The S. guianensis specimen was collected in Las Lajas ecological park (1°24’48.01”N and 75°52’51.87”O), located in the municipality of Belén de los Andaquíes (Caquetá, Colombia). The specimen was certified by the botanist Marco Correa of the herbarium Enrique Forero of the Universidad de la Amazonia (HUAZ) and registered under the voucher number 14266.

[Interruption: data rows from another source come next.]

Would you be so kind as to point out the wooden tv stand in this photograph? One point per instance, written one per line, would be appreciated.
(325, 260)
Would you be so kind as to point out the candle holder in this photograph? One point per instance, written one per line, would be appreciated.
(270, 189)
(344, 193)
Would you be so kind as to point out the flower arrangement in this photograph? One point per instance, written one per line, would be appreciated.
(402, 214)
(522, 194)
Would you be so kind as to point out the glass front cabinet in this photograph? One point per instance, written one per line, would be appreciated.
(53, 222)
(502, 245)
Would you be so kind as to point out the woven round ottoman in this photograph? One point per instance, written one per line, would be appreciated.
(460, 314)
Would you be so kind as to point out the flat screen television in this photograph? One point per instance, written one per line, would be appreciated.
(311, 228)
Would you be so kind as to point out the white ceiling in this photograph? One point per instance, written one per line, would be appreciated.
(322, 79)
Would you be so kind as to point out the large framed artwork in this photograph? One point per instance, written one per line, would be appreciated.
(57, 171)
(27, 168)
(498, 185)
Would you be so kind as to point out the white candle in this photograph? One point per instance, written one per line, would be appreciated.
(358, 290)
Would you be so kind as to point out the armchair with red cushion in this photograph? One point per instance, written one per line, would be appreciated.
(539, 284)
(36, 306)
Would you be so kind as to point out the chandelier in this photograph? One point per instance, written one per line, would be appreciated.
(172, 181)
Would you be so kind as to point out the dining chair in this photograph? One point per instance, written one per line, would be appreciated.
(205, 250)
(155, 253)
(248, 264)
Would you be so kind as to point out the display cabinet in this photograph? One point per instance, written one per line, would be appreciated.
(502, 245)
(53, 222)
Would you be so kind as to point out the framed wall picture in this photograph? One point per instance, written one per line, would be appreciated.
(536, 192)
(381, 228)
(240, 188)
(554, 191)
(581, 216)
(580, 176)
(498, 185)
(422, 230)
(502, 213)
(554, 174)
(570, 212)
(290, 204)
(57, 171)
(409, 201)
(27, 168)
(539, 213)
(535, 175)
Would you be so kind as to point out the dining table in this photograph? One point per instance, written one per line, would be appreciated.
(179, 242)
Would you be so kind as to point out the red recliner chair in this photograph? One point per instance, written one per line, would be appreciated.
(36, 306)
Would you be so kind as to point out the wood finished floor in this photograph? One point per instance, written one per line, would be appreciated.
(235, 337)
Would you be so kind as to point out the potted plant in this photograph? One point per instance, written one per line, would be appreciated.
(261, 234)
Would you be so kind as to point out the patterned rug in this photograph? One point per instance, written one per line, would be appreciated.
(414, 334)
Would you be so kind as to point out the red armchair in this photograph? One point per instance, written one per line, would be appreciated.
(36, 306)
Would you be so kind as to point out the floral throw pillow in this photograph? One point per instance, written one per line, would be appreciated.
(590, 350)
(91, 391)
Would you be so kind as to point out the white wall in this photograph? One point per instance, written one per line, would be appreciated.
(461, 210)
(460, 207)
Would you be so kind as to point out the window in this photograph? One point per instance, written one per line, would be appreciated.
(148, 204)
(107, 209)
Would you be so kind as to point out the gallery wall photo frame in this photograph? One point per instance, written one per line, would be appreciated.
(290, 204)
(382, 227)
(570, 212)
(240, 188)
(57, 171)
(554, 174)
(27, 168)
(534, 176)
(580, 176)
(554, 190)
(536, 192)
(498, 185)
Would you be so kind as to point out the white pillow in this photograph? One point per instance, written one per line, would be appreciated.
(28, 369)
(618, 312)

Extraction of essential oils

The leaves of the material collected from S. guianensis were air dried and, subsequently, the steam was distilled (8 kg of fresh material 100 L^-1 of H₂O) for two hours in a steam distillation and extraction equipment made of stainless steel (Company JM Estrada S.A., Colombia). The EO obtained was dried in anhydrous sodium sulfate and conserved in a sealed amber bottle at 4 °C for further analysis.

GC-MS analysis

The identification of the constituents of S. guianensis EO was performed by gas chromatography coupled to mass spectrometry (GC-MS) using an Agilent 7890A-5975C by Agilent Technologies Inc. (Wilmington, CA) equipped with an HP-5ms capillary column (60 m x 25 mm internal diameter x 0.25 m film thickness), in stationary phase ((5 %-phenyl)-methylpolysiloxane). The oven temperature was set at 40° C for 5 minutes up to 160 °C in increments of 3 °C min^-1, and then at 2.5 °C min^-1 up to 280 °C and maintained at this temperature for 10 min. The injection port temperature was 280 °C and the detector temperature, 300 °C. Helium was used as carrier gas at a flow rate of 1 mL min^-1, split 1:20. Mass spectrometry detection was performed under electrón impact (EI) mode with an ionization energy of 70 eV, ionization current 60 μA, mass range 40-400 uma, and scan time 1 s. The injection volume of the essential oil was diluted in hexane (2 μL mL^-1), 1 μL.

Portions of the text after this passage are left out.